Manulife achieves $300 million in AI value toward $1 billion goal

Manulife hit $300M in AI value, advancing toward its $1B 2025-2027 goal. All 38,000 employees have AI access, and underwriting tools are already in use.

Categorized in: AI News Insurance
Published on: Jun 24, 2026
Manulife achieves $300 million in AI value toward $1 billion goal

Manulife has reached approximately $300 million in value from its artificial intelligence investments, making early progress toward a $1 billion goal it set for 2025 through 2027, said Jodie Wallis, the insurer's global chief AI officer. The return, generated across use cases from personalized offers to fraud detection, signals that life insurers can translate AI adoption into concrete financial outcomes.

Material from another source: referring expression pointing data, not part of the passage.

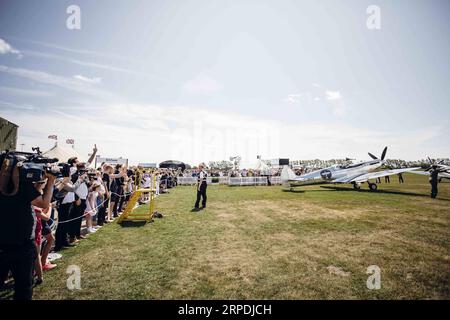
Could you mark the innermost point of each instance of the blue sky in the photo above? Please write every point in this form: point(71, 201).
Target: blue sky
point(204, 80)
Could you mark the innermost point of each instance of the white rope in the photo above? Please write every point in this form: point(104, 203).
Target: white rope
point(94, 210)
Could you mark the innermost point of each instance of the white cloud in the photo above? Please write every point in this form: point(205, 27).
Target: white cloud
point(58, 81)
point(6, 48)
point(148, 133)
point(90, 64)
point(87, 79)
point(294, 98)
point(202, 84)
point(26, 92)
point(333, 95)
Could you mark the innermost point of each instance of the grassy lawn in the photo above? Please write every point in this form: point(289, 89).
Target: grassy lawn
point(264, 243)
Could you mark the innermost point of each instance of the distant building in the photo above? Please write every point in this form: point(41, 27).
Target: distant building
point(8, 135)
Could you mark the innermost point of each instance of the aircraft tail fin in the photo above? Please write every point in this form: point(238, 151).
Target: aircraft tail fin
point(287, 174)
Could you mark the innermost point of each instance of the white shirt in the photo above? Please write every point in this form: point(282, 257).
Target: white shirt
point(82, 191)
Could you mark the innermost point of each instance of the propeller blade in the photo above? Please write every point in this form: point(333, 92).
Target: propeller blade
point(383, 155)
point(372, 156)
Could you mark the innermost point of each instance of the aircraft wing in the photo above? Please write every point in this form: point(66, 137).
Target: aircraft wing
point(426, 173)
point(380, 174)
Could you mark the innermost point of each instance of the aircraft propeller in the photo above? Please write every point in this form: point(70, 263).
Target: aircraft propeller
point(383, 155)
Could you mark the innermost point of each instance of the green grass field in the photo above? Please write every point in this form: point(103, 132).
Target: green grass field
point(264, 243)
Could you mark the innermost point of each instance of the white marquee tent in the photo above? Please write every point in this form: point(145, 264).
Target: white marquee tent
point(63, 154)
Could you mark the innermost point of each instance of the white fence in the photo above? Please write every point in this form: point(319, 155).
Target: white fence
point(232, 181)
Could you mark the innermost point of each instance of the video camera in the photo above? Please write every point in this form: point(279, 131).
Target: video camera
point(27, 167)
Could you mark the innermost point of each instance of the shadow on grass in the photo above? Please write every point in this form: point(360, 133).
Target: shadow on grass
point(296, 191)
point(133, 224)
point(404, 193)
point(7, 291)
point(335, 188)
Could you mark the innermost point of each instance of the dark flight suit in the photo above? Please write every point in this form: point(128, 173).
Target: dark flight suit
point(201, 189)
point(434, 178)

AI generates value by helping the life insurer reach more customers with personalized offers, providing product information to its wholesalers, advisors and agents through a conversational AI interface - a practical demonstration of AI for Insurance. The company also uses the technology to detect and prevent fraud, reduce run-rate expenses, and find cost efficiencies. "Much of the code and many of the testing activities can be done with a lot of assistance from AI," Wallis said, pointing to efforts to lower the total cost of software development.

Employee-wide AI access and training

Manulife provides all 38,000 employees with access to a basic version of Microsoft Copilot, routed through a proprietary in-house generative AI assistant called ChatMFC. About 5,000 staff members have joined an AI Community of Practice to share operational tips and tricks, Wallis said. The company recently gave its top executives comprehensive AI training.

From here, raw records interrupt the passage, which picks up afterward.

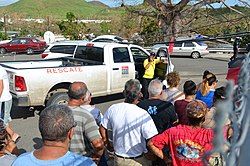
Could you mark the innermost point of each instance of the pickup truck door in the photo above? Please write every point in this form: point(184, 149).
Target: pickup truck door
point(122, 68)
point(139, 56)
point(13, 45)
point(188, 48)
point(177, 49)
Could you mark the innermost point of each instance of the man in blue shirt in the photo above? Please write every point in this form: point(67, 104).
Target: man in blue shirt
point(56, 125)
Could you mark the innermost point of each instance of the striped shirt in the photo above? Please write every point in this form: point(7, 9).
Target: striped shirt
point(85, 132)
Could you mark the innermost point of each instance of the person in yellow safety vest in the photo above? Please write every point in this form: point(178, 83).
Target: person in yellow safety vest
point(149, 65)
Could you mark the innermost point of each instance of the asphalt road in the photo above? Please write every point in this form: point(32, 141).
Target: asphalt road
point(25, 120)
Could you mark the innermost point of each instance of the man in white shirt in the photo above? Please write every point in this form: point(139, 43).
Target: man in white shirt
point(131, 126)
point(6, 103)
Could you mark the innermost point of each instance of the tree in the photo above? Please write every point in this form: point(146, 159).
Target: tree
point(174, 19)
point(71, 28)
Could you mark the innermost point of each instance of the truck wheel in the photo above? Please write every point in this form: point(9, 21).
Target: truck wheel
point(2, 51)
point(58, 98)
point(195, 55)
point(30, 51)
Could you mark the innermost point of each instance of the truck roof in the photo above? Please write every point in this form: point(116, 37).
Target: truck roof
point(103, 44)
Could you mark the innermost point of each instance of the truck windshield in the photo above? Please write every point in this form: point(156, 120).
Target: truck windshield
point(90, 53)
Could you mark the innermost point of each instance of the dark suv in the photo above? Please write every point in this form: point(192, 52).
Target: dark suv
point(23, 45)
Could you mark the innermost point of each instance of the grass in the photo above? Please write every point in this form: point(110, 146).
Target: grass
point(57, 9)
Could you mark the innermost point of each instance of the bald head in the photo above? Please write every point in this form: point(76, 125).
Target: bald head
point(77, 90)
point(155, 88)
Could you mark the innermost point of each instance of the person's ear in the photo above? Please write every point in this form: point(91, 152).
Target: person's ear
point(71, 133)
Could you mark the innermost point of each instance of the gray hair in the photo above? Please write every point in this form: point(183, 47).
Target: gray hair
point(155, 88)
point(55, 121)
point(132, 90)
point(77, 90)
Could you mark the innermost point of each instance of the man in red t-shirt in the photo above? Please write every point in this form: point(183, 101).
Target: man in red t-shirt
point(187, 143)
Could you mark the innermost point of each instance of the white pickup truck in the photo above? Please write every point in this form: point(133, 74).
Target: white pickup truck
point(104, 67)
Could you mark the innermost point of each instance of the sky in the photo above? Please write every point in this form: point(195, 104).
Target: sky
point(115, 3)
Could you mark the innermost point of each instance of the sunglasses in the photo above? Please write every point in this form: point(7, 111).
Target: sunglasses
point(74, 125)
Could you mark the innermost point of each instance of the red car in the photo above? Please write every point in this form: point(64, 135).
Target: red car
point(21, 45)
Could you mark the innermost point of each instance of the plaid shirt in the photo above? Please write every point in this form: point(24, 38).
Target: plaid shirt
point(85, 132)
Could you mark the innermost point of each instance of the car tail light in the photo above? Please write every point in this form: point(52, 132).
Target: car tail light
point(20, 84)
point(44, 55)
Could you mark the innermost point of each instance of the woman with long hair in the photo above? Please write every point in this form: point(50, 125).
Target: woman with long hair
point(206, 91)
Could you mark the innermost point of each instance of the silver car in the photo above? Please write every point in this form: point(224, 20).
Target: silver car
point(192, 49)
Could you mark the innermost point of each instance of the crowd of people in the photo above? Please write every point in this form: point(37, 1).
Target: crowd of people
point(166, 127)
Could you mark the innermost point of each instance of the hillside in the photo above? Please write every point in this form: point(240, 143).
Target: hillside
point(58, 9)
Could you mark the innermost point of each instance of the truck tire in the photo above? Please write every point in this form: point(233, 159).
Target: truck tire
point(58, 98)
point(195, 55)
point(29, 51)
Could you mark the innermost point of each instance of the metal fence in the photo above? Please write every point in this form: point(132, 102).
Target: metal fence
point(236, 108)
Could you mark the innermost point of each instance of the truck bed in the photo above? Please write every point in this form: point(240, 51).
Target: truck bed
point(62, 62)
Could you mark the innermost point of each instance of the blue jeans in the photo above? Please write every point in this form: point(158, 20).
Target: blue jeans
point(5, 108)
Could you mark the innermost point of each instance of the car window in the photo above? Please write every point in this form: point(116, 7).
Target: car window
point(138, 52)
point(119, 39)
point(90, 53)
point(15, 41)
point(121, 54)
point(178, 44)
point(189, 44)
point(35, 40)
point(23, 41)
point(103, 40)
point(66, 49)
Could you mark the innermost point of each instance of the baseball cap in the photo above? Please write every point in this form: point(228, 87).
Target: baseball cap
point(196, 109)
point(152, 54)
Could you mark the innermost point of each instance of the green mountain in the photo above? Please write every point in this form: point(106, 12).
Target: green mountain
point(58, 8)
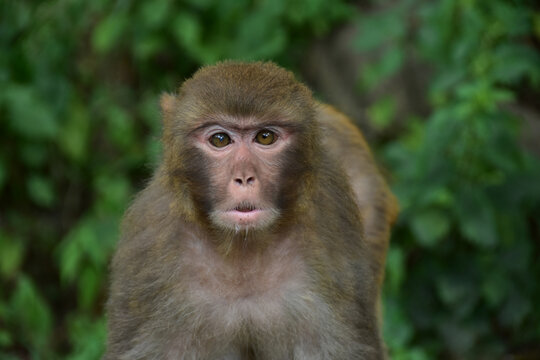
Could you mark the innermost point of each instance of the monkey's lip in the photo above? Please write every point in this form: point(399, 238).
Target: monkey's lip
point(245, 215)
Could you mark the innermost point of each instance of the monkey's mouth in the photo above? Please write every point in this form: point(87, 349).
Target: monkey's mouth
point(245, 215)
point(245, 208)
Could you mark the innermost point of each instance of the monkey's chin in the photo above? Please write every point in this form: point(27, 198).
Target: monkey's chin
point(238, 221)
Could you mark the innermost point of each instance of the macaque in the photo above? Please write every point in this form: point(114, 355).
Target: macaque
point(261, 235)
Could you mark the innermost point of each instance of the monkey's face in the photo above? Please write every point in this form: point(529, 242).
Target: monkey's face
point(238, 188)
point(244, 165)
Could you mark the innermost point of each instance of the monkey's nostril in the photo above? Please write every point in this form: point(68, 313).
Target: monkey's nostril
point(245, 181)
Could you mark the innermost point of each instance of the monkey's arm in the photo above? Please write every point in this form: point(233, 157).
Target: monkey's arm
point(377, 204)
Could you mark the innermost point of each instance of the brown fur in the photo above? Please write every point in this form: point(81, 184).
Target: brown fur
point(304, 284)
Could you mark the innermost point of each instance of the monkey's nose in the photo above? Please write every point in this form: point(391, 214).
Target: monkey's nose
point(244, 180)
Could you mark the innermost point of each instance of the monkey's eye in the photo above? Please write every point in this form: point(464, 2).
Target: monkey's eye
point(220, 140)
point(265, 137)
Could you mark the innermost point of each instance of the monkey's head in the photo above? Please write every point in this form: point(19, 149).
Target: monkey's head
point(240, 144)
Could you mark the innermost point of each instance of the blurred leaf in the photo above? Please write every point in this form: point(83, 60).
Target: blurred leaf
point(379, 29)
point(395, 268)
point(515, 310)
point(11, 254)
point(30, 314)
point(29, 115)
point(33, 154)
point(74, 135)
point(154, 13)
point(3, 174)
point(109, 32)
point(188, 31)
point(113, 193)
point(5, 339)
point(389, 63)
point(382, 112)
point(477, 222)
point(41, 190)
point(89, 284)
point(120, 127)
point(397, 328)
point(430, 226)
point(88, 338)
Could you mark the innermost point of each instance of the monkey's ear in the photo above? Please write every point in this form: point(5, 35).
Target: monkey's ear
point(167, 103)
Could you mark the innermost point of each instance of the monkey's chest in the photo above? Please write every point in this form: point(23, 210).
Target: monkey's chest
point(235, 297)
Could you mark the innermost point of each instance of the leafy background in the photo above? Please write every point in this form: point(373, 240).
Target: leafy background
point(449, 92)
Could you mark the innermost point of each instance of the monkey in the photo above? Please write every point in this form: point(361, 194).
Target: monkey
point(262, 233)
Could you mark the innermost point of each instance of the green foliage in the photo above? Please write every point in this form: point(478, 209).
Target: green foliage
point(80, 119)
point(79, 114)
point(461, 280)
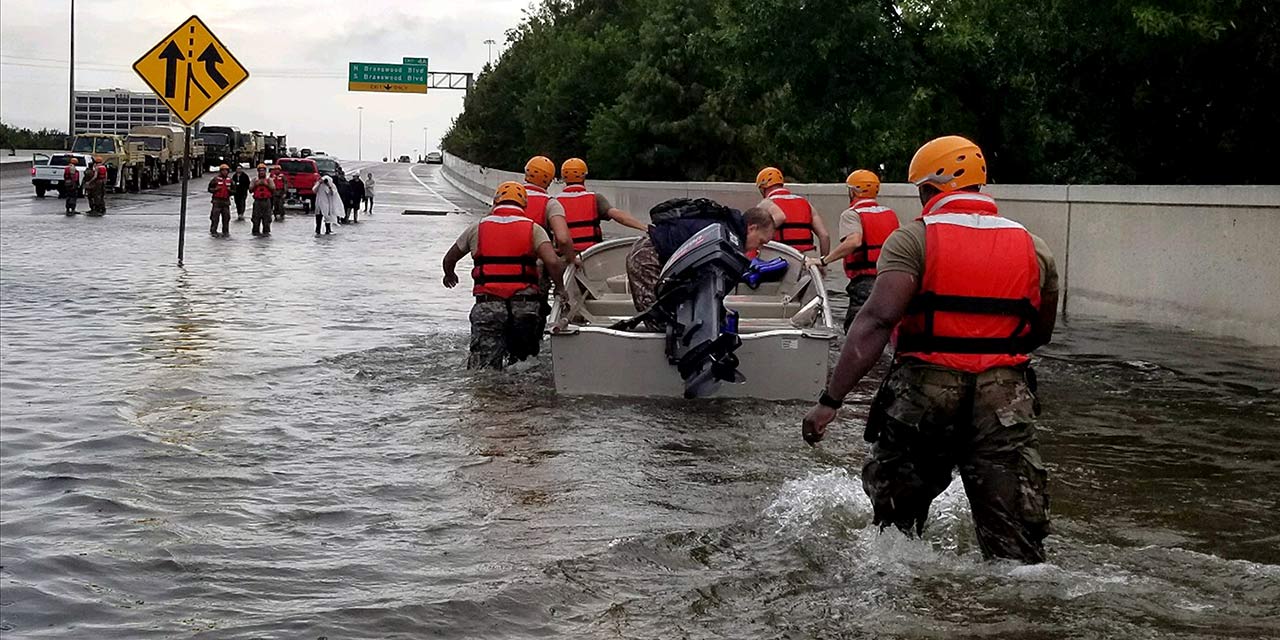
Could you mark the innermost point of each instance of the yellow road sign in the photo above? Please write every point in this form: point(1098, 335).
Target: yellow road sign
point(387, 87)
point(191, 71)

"It wasn't enough to train everybody one time in 2023. We have to keep doing it and keep offering new and more programs, and I really believe that's a key to success," Wallis said.

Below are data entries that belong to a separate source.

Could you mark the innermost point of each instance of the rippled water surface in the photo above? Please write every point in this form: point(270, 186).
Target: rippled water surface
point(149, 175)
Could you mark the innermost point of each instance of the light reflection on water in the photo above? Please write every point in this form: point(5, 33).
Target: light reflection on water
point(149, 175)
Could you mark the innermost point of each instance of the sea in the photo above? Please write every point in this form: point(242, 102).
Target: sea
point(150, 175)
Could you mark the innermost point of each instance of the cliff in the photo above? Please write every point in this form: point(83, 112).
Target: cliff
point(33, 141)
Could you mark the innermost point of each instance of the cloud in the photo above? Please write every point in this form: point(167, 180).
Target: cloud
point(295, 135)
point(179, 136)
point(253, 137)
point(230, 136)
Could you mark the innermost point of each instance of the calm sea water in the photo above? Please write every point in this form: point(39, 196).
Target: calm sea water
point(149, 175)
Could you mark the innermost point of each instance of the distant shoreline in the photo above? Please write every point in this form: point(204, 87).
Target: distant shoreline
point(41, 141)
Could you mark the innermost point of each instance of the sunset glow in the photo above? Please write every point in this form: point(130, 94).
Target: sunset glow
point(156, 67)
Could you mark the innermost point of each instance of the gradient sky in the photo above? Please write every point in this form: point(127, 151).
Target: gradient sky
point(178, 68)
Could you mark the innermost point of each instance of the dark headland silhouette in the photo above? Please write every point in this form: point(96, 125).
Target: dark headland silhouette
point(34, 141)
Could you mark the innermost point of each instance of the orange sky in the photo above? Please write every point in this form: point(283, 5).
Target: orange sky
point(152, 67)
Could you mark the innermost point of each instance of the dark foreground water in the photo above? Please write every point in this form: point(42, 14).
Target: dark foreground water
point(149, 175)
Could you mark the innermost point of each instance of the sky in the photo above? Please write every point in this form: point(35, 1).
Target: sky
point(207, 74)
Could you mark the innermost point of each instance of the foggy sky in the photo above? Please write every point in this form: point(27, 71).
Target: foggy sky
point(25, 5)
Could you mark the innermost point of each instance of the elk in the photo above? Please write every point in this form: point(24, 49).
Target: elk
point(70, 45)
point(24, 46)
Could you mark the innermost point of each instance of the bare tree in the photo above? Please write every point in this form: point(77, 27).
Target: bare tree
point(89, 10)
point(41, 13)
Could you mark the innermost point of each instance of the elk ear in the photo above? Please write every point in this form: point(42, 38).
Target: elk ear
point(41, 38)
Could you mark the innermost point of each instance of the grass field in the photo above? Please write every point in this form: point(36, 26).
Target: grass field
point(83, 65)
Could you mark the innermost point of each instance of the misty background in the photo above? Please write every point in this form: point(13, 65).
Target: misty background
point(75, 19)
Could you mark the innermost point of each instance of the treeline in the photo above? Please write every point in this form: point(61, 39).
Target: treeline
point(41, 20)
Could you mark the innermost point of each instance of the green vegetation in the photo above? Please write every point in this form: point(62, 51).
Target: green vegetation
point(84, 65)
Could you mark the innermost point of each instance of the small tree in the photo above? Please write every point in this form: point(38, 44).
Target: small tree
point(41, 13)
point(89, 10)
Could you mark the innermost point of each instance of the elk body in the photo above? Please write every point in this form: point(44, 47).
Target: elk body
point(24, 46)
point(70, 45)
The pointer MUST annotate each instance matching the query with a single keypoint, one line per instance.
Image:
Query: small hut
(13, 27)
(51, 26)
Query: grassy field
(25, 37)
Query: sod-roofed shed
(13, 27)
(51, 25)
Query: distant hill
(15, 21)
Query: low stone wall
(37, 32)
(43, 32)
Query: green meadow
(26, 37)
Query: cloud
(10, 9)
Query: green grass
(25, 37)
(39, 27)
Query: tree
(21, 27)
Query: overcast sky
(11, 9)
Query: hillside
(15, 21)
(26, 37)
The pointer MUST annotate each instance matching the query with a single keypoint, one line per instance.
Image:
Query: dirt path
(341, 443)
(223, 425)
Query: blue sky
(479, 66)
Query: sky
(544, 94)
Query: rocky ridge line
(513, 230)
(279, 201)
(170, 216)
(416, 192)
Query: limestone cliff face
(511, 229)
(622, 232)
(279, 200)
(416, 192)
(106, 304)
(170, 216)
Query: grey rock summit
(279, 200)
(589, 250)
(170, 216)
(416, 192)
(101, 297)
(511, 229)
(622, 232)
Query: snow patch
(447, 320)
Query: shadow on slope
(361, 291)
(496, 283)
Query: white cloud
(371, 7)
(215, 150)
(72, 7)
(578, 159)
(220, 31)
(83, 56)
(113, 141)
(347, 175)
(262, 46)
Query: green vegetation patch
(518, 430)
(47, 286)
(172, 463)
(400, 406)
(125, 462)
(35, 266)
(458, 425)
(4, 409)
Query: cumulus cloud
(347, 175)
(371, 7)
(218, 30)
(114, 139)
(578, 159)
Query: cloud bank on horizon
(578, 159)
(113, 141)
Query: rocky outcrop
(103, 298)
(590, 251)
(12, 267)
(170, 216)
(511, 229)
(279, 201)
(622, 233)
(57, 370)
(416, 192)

Underwriting tools show AI's real-world impact

In January, Manulife announced the first fruits of its AI efforts. Its John Hancock Life Insurance division launched Quick Quote, a underwriting support tool that relies on Generative AI and LLM capabilities, while Manulife Canada introduced MAUDE (Manulife Automated Underwriting Decision Engine), a proprietary AI underwriting engine. These implementations embed AI across business functions, from setting systems requirements to reviewing results, Wallis said.

Scaling AI across the organization

AI implementation started with embedding the technology into business functions, then scaling operations and governance with AI, and training leaders at every level, Wallis said. The company may eventually use AI to advise customers. "We revisit our strategy every quarter to make sure we're on the right track," she added.

Why this matters for insurance professionals

Manulife's early returns show that carriers can generate measurable value by pairing broad AI access for employees with targeted underwriting tools. For insurance professionals, the emergence of AI assistants and communities of practice means that comfort with these technologies will become a routine part of daily work as more functions embed AI into underwriting, distribution, and fraud detection.